Matryoshka Representation Learning

TL;DR

Matryoshka Representation Learning (MRL) addresses the rigidity of fixed-capacity representations by embedding multiple granularities of information within a single, high-dimensional vector. It optimizes a nested set of dimensions, with $|\mathcal{M}|\le \lfloor\log(d)\rfloor$, training classifiers on each prefix $z_{1:m}$ and optionally tying weights to form MRLE. Empirically, MRL achieves comparable accuracy to independently trained fixed-feature baselines at each nesting size, while enabling adaptive classification and retrieval that dramatically reduces compute (up to $\sim14\times$) and memory footprints on ImageNet-1K and web-scale datasets, and extending across Vision, Vision-Language, and NLP models (e.g., ResNet, ViT, ALIGN, BERT).

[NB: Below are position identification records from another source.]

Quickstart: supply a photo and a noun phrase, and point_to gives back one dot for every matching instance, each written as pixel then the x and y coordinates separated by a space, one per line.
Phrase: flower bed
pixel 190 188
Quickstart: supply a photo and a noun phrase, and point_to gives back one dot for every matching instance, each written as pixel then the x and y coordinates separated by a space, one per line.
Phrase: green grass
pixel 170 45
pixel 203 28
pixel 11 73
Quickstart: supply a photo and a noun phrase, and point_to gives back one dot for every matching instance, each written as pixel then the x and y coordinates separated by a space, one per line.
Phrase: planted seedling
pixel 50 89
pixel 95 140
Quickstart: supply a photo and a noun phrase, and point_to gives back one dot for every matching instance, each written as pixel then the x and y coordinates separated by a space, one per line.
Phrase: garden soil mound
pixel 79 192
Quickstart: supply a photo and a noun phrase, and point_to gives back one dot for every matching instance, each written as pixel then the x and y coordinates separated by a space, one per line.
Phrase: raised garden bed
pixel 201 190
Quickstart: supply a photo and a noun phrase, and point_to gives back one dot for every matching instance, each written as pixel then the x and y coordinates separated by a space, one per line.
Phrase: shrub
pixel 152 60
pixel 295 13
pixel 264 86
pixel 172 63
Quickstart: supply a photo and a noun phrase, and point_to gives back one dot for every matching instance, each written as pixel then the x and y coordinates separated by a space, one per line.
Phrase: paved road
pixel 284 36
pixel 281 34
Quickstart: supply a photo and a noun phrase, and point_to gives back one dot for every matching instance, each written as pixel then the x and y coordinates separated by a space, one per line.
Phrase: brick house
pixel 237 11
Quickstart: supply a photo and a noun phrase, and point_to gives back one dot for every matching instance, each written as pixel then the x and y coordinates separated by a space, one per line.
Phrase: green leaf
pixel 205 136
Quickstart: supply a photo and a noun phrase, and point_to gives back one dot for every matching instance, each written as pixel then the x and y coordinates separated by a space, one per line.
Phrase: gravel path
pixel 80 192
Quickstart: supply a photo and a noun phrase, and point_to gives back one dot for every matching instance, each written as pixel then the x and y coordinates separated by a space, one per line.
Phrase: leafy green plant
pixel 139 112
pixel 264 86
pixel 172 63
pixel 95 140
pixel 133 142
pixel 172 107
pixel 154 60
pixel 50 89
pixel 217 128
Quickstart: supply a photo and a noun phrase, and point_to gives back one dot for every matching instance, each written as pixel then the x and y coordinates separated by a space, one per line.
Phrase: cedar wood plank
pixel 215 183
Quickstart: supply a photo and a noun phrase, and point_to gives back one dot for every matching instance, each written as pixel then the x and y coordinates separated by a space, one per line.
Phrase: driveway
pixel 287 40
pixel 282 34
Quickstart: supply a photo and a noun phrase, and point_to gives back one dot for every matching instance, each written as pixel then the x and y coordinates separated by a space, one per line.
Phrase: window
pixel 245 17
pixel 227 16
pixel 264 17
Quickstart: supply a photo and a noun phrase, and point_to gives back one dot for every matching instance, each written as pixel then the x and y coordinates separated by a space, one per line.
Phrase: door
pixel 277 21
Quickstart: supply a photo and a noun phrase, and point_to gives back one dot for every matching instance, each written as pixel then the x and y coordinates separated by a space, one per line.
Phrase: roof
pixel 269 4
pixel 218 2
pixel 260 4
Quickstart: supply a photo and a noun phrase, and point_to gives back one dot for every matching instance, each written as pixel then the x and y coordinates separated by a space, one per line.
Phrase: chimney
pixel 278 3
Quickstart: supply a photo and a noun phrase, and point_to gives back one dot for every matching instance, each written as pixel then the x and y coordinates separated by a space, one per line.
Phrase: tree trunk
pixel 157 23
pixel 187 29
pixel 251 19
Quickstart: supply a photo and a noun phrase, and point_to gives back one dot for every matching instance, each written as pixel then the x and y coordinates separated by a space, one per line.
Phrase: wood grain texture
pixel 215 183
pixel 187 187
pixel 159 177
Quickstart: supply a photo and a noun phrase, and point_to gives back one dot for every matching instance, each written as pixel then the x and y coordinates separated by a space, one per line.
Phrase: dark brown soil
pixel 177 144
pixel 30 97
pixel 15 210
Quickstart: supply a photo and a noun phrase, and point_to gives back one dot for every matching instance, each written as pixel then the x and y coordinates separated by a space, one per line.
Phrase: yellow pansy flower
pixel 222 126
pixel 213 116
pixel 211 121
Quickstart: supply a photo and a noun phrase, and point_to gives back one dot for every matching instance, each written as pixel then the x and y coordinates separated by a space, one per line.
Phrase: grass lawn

The approach yields robust performance in out-of-domain settings, improves few-shot tail performance, and provides insights into information bottlenecks and hierarchical class structure, all with open-source code and pretrained models. Overall, MRL enables practical, scalable adaptive deployment for large-scale representation learning without extra inference costs.

Abstract

Learned representations are a central component in modern ML systems, serving a multitude of downstream tasks. When training such representations, it is often the case that computational and statistical constraints for each downstream task are unknown. In this context rigid, fixed capacity representations can be either over or under-accommodating to the task at hand. This leads us to ask: can we design a flexible representation that can adapt to multiple downstream tasks with varying computational resources? Our main contribution is Matryoshka Representation Learning (MRL) which encodes information at different granularities and allows a single embedding to adapt to the computational constraints of downstream tasks. MRL minimally modifies existing representation learning pipelines and imposes no additional cost during inference and deployment. MRL learns coarse-to-fine representations that are at least as accurate and rich as independently trained low-dimensional representations. The flexibility within the learned Matryoshka Representations offer: (a) up to 14x smaller embedding size for ImageNet-1K classification at the same level of accuracy; (b) up to 14x real-world speed-ups for large-scale retrieval on ImageNet-1K and 4K; and (c) up to 2% accuracy improvements for long-tail few-shot classification, all while being as robust as the original representations. Finally, we show that MRL extends seamlessly to web-scale datasets (ImageNet, JFT) across various modalities -- vision (ViT, ResNet), vision + language (ALIGN) and language (BERT). MRL code and pretrained models are open-sourced at https://github.com/RAIVNLab/MRL.

Figures (12)

• Figure 1: ${\rm Matryoshka~Representation~Learning}$ is adaptable to any representation learning setup and begets a ${\rm Matryoshka~Representation}$$z$ by optimizing the original loss $\mathcal{L}(.)$ at $O(\log(d))$ chosen representation sizes. ${\rm Matryoshka~Representation}$ can be utilized effectively for adaptive deployment across environments and downstream tasks.
• Figure 2: ImageNet-1K linear classification accuracy of ResNet50 models. ${\rm MRL}$ is as accurate as the independently trained FF models for every representation size.
• Figure 3: ImageNet-1K 1-NN accuracy of ResNet50 models measuring the representation quality for downstream task. ${\rm MRL}$ outperforms all the baselines across all representation sizes.
• Figure 4: ImageNet-1K 1-NN accuracy for ViT-B/16 models trained on JFT-300M & as part of ALIGN. ${\rm MRL}$ scales seamlessly to web-scale with minimal training overhead.
• Figure 5: Despite optimizing ${\rm MRL}$ only for $O(\log(d))$ dimensions for ResNet50 and ViT-B/16 models; the accuracy in the intermediate dimensions shows interpolating behaviour.